To her, there would be something dishonest about it. And, unlike her successor in love witchery, Elaine (Samantha Robinson), in, what else, The Love Witch, she has some hesitancy about using her powers for this purpose. That is, until Shep shows up to her shop/apartment after catching her, Queenie and Nicky gathered around a green flame. Thinking the place might go into a blaze, he investigates, only to be given a moment alone with Gillian long enough to tell her that he’s getting married tomorrow “or today” as it’s already midnight by this point. And, in the spirit of after-midnight activities, Gillian finally decides to surrender to her Satan-given gift and make shit happen.
Accordingly, her familiar, Pyewacket, helps her to cast a spell on Shep with the mere use of piercing blue feline eyes and an eerie song hummed. Soon, the hours pass like seconds as Shep finds himself on top of the Flatiron building with Gillian, all at once aware he should probably tell his erstwhile fiancée that it’s not happening, this marriage thing.

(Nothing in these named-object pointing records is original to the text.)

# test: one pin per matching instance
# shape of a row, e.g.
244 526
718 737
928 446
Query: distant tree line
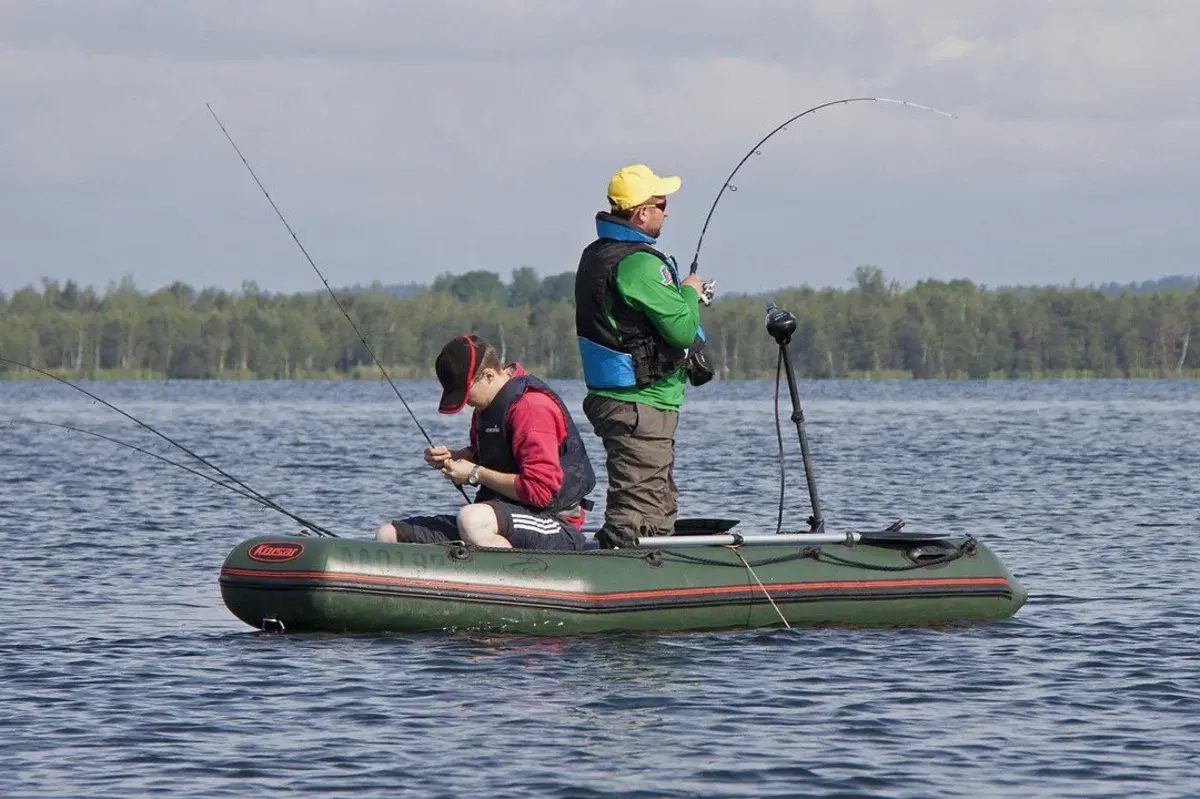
874 328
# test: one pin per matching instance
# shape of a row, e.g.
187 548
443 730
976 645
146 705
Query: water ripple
123 674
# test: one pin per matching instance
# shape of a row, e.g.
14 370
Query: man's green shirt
647 286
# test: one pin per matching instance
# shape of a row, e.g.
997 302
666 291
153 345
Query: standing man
525 454
639 329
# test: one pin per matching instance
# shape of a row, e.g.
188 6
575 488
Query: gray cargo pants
639 443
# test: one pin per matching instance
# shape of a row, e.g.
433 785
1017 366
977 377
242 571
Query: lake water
123 674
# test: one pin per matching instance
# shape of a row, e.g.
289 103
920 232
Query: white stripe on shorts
535 524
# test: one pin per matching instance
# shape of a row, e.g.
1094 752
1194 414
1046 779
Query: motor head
780 324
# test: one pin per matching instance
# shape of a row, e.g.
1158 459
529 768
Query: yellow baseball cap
634 185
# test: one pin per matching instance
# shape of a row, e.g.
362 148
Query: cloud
383 122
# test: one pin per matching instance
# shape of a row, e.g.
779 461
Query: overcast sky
406 139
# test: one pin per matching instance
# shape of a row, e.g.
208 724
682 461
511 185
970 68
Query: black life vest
493 446
595 293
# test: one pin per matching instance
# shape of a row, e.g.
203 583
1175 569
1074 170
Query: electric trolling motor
780 325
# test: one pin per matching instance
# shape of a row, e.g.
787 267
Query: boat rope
331 293
816 553
766 593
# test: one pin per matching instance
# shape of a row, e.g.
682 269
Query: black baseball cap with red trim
456 366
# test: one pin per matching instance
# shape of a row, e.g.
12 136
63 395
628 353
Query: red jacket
538 428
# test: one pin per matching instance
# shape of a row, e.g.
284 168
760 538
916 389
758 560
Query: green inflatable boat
682 582
705 576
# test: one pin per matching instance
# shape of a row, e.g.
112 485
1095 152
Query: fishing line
316 528
162 436
339 302
755 150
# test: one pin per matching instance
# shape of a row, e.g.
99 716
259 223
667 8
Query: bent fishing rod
267 502
755 150
336 301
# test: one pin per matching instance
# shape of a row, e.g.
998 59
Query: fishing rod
755 150
339 302
225 474
240 492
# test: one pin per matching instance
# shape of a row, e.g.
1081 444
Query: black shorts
523 528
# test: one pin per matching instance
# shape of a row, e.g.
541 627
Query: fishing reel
780 324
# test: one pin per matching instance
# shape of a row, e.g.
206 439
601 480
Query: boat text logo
275 551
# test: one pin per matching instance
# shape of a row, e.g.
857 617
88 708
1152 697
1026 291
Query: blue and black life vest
493 448
634 354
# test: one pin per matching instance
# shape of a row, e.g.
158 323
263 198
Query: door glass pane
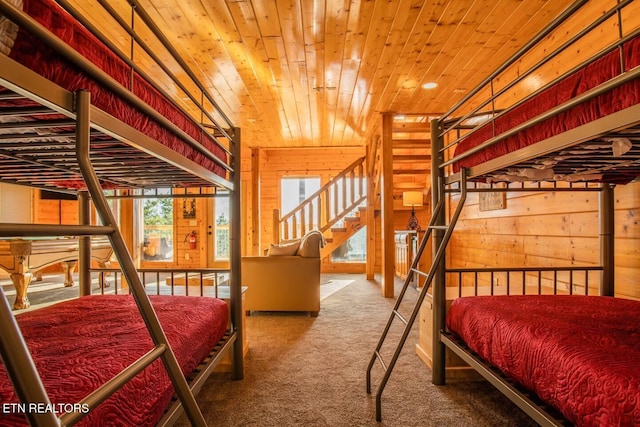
221 210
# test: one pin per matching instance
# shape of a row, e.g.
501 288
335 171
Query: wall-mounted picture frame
494 200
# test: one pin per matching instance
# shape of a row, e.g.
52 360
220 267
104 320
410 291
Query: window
158 228
295 190
221 227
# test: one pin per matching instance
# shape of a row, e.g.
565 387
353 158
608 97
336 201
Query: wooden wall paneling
547 229
388 235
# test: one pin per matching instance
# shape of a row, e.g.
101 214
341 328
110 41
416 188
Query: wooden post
607 239
388 237
438 286
276 226
371 226
255 202
84 245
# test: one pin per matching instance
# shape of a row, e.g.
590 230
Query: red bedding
77 345
579 354
38 57
594 74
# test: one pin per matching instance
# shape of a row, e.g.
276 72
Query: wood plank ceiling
317 73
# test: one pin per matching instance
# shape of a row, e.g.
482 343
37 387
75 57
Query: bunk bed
561 358
79 117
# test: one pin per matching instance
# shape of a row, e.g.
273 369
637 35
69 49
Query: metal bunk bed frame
13 349
440 229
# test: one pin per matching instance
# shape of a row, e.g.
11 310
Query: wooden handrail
326 206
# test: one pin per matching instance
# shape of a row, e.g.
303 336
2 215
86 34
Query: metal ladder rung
381 360
421 273
439 227
54 230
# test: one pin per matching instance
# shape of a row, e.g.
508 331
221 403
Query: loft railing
326 207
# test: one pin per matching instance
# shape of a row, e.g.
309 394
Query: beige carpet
304 371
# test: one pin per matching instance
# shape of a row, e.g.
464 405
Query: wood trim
388 234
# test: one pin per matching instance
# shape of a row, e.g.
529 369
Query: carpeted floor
304 371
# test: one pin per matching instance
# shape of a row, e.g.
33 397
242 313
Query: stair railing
324 208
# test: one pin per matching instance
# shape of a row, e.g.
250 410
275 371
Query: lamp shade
412 198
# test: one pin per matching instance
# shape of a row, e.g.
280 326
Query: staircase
335 209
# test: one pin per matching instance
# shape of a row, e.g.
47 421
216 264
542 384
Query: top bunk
565 107
140 136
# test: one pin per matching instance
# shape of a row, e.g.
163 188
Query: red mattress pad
589 77
78 345
580 354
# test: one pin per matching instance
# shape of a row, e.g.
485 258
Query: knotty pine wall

As time wears on and Gillian finds herself falling under a different kind of spell–that of the scientifically unclassifiable love–she discovers she isn’t aware it’s really happening until Shep suggests they get married, setting off a revelation within her as she explains, “I just don’t think I’m cut out for marriage, that’s all. Because of the way that I’ve lived: selfishly and restlessly, one thing after another… I don’t mean affairs. It’s just that…it’s just that my life has been sort of, well, disreputable. At least, seen through your eyes. I’m cynical, and I’m jealous and I’m vindictive.” Shep insists, “I don’t believe that.” But Gillian knows, “Well, it’s true.”
Nonetheless, love–not just witchcraft but mortal sorcery–has its way with her as she consents to give up the life of freedom she may have balked at in the beginning but that has served her so well. So it is that she decides she must confess the truth to Shep, hoping that he’ll still love her even once the spell is broken. As she tries to get him to see the truth, he asks (and remember, this is still at the height of McCarthyism), “You been engaging in un-American activities or something?” She quips, “No, I’d say very American. Early American.”
Of course, the fact that love is painted as some sort of witchery performed on the part of women to coax otherwise reasonable men into marriage is also telling of the epoch. Then again, warlocks posing as humans are just as guilty of ensnaring women into the trap of recognizing love through the government.
In any case, only when Breakfast at Tiffany’s came along soon after in 1961 did a cat hold so much weight between securing a relationship between two people.